Bununla birlikte, söz konusu trendin başlamasındaki önemli öncül olaylardan birisi 14 Şubat 2022’de DMO ve İran Ordusunun (Erteş) müşterek kullanımında olan Batı Bölgesi, Kirmanşah 4. S/İHA Taburu’na düzenlenen hava saldırısıdır. Saldırıyı İsrail’in düzenlediğine dair iddialar ileri sürülmüştür. İran’ın bu saldırıya reaksiyonu Erbil’de Kar Gruba ait bir yerleşkenin DMO tarafından 12 balistik füze ile vurulması üzerinden görülmüştür. Bu iki önemli olayın söz konusu trendin başlamasında öncül gelişmeler olduğu değerlendirilmektedir.

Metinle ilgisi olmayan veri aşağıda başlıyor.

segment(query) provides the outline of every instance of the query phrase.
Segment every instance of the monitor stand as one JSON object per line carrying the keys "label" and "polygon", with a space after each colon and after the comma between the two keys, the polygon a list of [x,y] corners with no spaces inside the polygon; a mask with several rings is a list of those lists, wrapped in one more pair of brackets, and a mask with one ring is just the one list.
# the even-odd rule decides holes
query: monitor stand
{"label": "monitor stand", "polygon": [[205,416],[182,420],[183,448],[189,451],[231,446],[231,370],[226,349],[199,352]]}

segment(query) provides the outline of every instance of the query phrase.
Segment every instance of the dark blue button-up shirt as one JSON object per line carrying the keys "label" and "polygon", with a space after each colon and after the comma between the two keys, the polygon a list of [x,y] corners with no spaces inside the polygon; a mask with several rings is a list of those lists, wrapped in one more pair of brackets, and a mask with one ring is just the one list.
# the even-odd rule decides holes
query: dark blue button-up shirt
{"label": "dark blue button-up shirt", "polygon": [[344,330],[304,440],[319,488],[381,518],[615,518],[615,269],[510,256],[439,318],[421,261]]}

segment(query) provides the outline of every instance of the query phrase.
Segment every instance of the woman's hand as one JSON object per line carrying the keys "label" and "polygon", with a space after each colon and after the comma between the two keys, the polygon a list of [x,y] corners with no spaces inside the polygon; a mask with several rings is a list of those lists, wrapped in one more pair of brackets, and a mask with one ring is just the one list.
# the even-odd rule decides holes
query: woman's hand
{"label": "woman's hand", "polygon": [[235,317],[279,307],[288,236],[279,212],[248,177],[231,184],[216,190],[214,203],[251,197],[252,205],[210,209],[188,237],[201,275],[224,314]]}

Diğer taraftan, bu trendin karakteristiği incelendiğinde eylemlerin art arda gerçekleştiği, eylemler sonrası kasıtlı belirsizlik ve korku ortamı oluşturulduğu, hedeflerin ortak bir kesişim kümesinde buluştuğu, eylemlerin icra alanı itibarıyla hibrit ve bileşik bir yapıda olduğu görülmektedir. Buna bağlı olarak kullanılan araçların da hibrit bir yapıda olduğu anlaşılmaktadır.

İsrail’in İran’a yönelik örtülü operasyonlarında son trend dâhilinde gözlemlenen bir diğer önemli karakteristik de hedeflerin niteliği üzerinde görülmektedir. Bu kapsamda hedeflerin bir şekilde İran’ın askerî hava ve uzay kapasitesi ile ilgili olduğu anlaşılmakta hedeflerin bilhassa balistik füze, seyir füzeleri ve drone/S/İHA teknolojileri ağırlıklı olmak üzere belirlendiği değerlendirilmektir.

İsrail’in İran içindeki bu yüksek tempolu eylemlerine karşı İran’ın reaksiyonu daha çok siber uzay ve üçüncül ülkeler bağlamında ortaya çıkmaktadır. Nitekim son günlerde Musa’nın Asası isimli İran destekli hacker grubu, İsrail enerji şirketlerine fiziksel zarar verebilecek siber saldırılar düzenlediğini duyurmuş eş zamanlı olarak Hayfa Rafinerisi’nde yangın çıktığı haberleri görülmüştür. Bununla birlikte Erbil’de İsrail dış istihbarat servisi MOSSAD yetkililerinin bulunduğu iddia edilen araçlar, kamikaze drone’larla hedef alınmış, sorumluluğu İran destekli milis gruplar üstlenmiştir.

Öte yandan iki ülkenin bölgesel seviyede tırmandırdığı gerilim nereye evrilebilir sorusunun cevabı önümüzdeki günlerde daha da netleşecektir. Ancak gerilim trendinin, Viyana müzakerelerinde yeni bir uzlaşma adımı olmadığı müddetçe devam edeceği değerlendirilmektedir.

Son gözlemlenen bölgesel gelişmeler, söz konusu gerilimin İsrail’in İran içindeki operasyonlarının temposuna ve hedeflerin önem seviyesine bağlı olarak farklı seviyelerde şiddetli sonuçlar doğurabileceğine işaret etmektedir.